Le Meneux de chats recompta, recompta encore, et fut pris d’inquiétude. Pas de doute, il manquait le petit Mistigri, un petit chat tigré qui habitait près du cimetière. Le Meneux de chats se leva et, sans hésiter, partit à la recherche de mistigri. Il n’y avait rien à craindre pour le bal : personne ne risquait de venir déranger les danseurs. Il n’y avait plus ni loups ni ours, les seules bêtes qui auraient pu être dangereuses étaient les renards. Mais quel renard serait assez fou pour attaquer des dizaines de chats ? Il serait vite chassé et s’enfuirait, la queue entre les pattes, laissant des grandes touffes de sa fourrure entre les griffes des matous dérangés. Non, pensa le Meneux de chats, je peux les laisser tous seuls sans crainte.

Il reprit donc la route en sens inverse, tapant son grand bâton sur le sol et appelant doucement le petit chat perdu : Mistigri... Mistigri... et marcha doucement jusqu’au cimetière. Un grand hibou, perché sur la plus haute branche d’un foyard, à l’orée du bois, le regardait pensivement.

– Bonsoir, Maître Hibou.

– Bonsoir, Meneux de chats.

– N’as-tu pas vu un petit chat perdu, un petit chat tigré, qui s’appelle Mistigri ? nous l’avons oublié derrière nous en partant au bal.

– Il n’est pas passé ici, en tout cas. Va donc voir dans les premières maisons du village.

– Merci, Maître Hibou. J’y vais voir de ce pas. Bonne nuit !

– Bonne nuit, Meneux de chats.

Le Meneux de chats s’aventura dans les toutes premières maisons et, au milieu d’un jardin, il aperçut une sorte de grange sans porte, une sorte de garage pour ranger une caravane sans doute. Il s’approcha et tendit l’oreille. Un tout petit miaulement venait du fond de la grange, dans le noir. Il appela encore :

– Mistigri...

– Miaou... répondit la petite voix.

– Mais que fais-tu là, tout seul ?

– Miaou... en chemin, j’ai trouvé une écuelle de lait sur mon chemin. Je me suis arrêté pour me désaltérer et, quand j’ai eu fini tout le lait, tous les grands chats étaient déjà loin. J’avais bien trop peur pour essayer de les retrouver dans la forêt, alors je me suis blotti là en attendant le jour. J’ai froid.

– Viens, Mistigri, dit le Meneux de chats en s’accroupissant pour prendre le chaton dans sa grande main.

Il se releva et, cachant bien son petit ami au chaud sous sa grande pèlerine, reprit le chemin de la clairière. À grandes enjambées, il ne lui fallut pas longtemps pour arriver. La fête battait son plein. En cadence, la queue en chandelle, les yeux brillants comme des étoiles, les chats dansaient leur minouet de Noël. Le Meneux de chats posa silencieusement Mistigri à côté de la ronde et il s’y glissa comme s’il avait été à la fête depuis le début.
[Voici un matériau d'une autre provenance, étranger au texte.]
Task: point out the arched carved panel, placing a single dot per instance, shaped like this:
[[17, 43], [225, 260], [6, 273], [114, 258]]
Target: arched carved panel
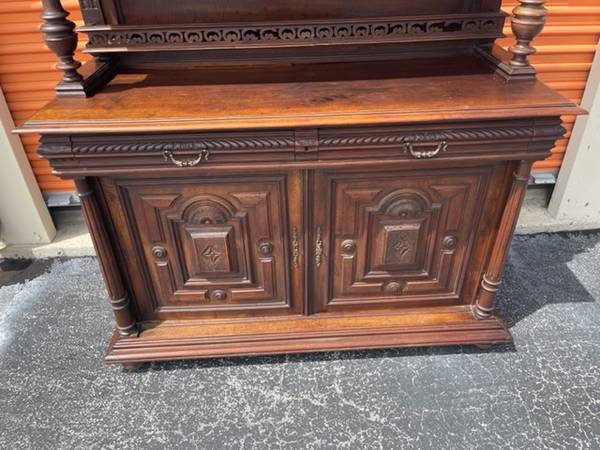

Avant que les étoiles ne commencent à pâlir et que le froid se fasse plus vif, annonçant le jour qui se levait, le Meneux de chats sortit sa flûte pour sonner la fin du bal. Sagement, tous les chats se rangèrent en file indienne pour prendre le chemin du retour. Quand Mistigri passa devant le Meneux de chats, celui-ci lui demanda s’il voulait monter dans ses bras pour rentrer à la maison.

– Non, je préfère rester avec mes frères, répondit le chaton. Plus jamais je ne les perdrai de vue par gourmandise. Si tu n’avais pas été là, j’aurais passé une nuit bien triste au fond de la grange, au lieu de faire la fête ici. Merci encore, Meneux de chats.

Et tout le monde rentra bien au chaud, dans les granges ou dans les chatières, alors que les petits enfants commençaient à ouvrir les yeux et se levaient pour aller regarder leurs cadeaux sous le sapin. Et les familles firent encore la fête toute la journée, sans se douter que si leurs amis les chats dormaient si profondément, c’est parce qu’ils avaient dansé toute la nuit dans la clairière.